Over the course of a monthly bill, the energy difference adds upto not much more than a hamburger, ± the cheese.
They show both 6700 XT cards drawing an identical 7 watts for idle power consumption when the system is not under load, which is actually slightly lower than a 3060 Ti's 9 watts at idle, while both drew 21 watts during video playback, slightly higher than the 3060 Ti's 17 watts. So typical desktop power draw between all of these cards is likely to be fairly similar.
They did find the 6700 XT cards to draw more power when idling with 2 monitors running at different resolutions though (which can drive up power draw on some cards), at 33 watts versus the 3060 Ti's 17 watts. That could add up if you leave your computer on most of the time with certain multi-monitor configurations, but is probably more of a niche scenario.
And under their tested gaming load (running Cyberpunk 2077 at 1440p Ultra without RT), both the reference 6700 XT and the Nitro+ drew 221 watts, while the 3060 Ti drew 199. That's only a 22 watt difference, or 11% higher power draw, while they showed the 6700 XT to push around 15% higher frame rates than the 3060 Ti under those same conditions. And across their entire test suite of 22 games, they found the 6700XT cards to be almost 9% faster on average compared to a 3060 Ti in games without RT enabled at 1440p, so the higher power draw roughly matches the cards higher performance. However, it should be noted that in most games with RT effects enabled, the 3060 Ti tends to perform notably better, though they didn't do RT power testing.
The only part of their testing where the Nitro+ was shown to draw more power than a reference 6700 XT was in the FurMark stress test, where the Nitro+ went up to 254 watts, while the reference 6700 XT stayed at 217 watts, and the 3060 Ti at 197 watts. So it seems that stress-testing was the only way they got the card to approach its higher power limit. It's possible that some games or other workloads might also manage to draw more power on that card, but judging by the Cyberpunk testing, along with the card's very similar performance to the reference model across their test suite, that's probably not the norm. They did, however, show both 6700 XTs to draw notably more power than the 3060 Ti when enabling 60Hz V-Sync at 1080p in Cyberpunk to cap frame rates at 60fps though, with them drawing 125-130 watts compared to the 3060 Ti at just 73 watts. So, in frame-limited, moderately demanding workloads, the 3060 Ti might potentially draw less power, though it's hard to say from just testing that one game under those conditions.

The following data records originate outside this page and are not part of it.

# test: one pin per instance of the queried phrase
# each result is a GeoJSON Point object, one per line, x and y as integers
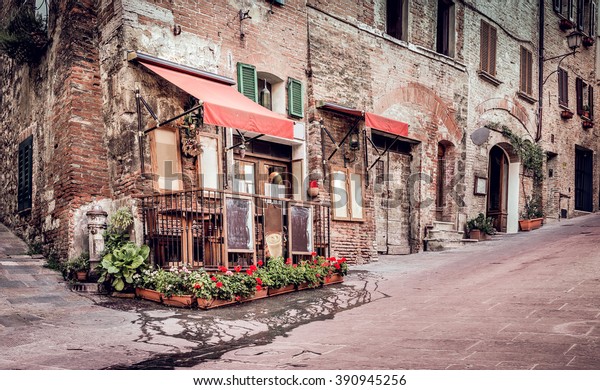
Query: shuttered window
{"type": "Point", "coordinates": [24, 173]}
{"type": "Point", "coordinates": [295, 99]}
{"type": "Point", "coordinates": [563, 87]}
{"type": "Point", "coordinates": [526, 72]}
{"type": "Point", "coordinates": [247, 81]}
{"type": "Point", "coordinates": [488, 48]}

Overall, I don't think the power draw differences between any of these cards will make too much of a difference to how much they cost in electricity. On the desktop, power draw should in most cases be similarly low between all of them, with an exception possibly being some multimonitor setups, where the 6700 XTs might draw a little more. In games, the power draw of the 6700 XTs may be a little higher, but performance should be a little higher as well, at least outside of raytracing. Power draw in something like Unreal Engine is hard to say, and might depend on how much demand the editor is placing on the hardware.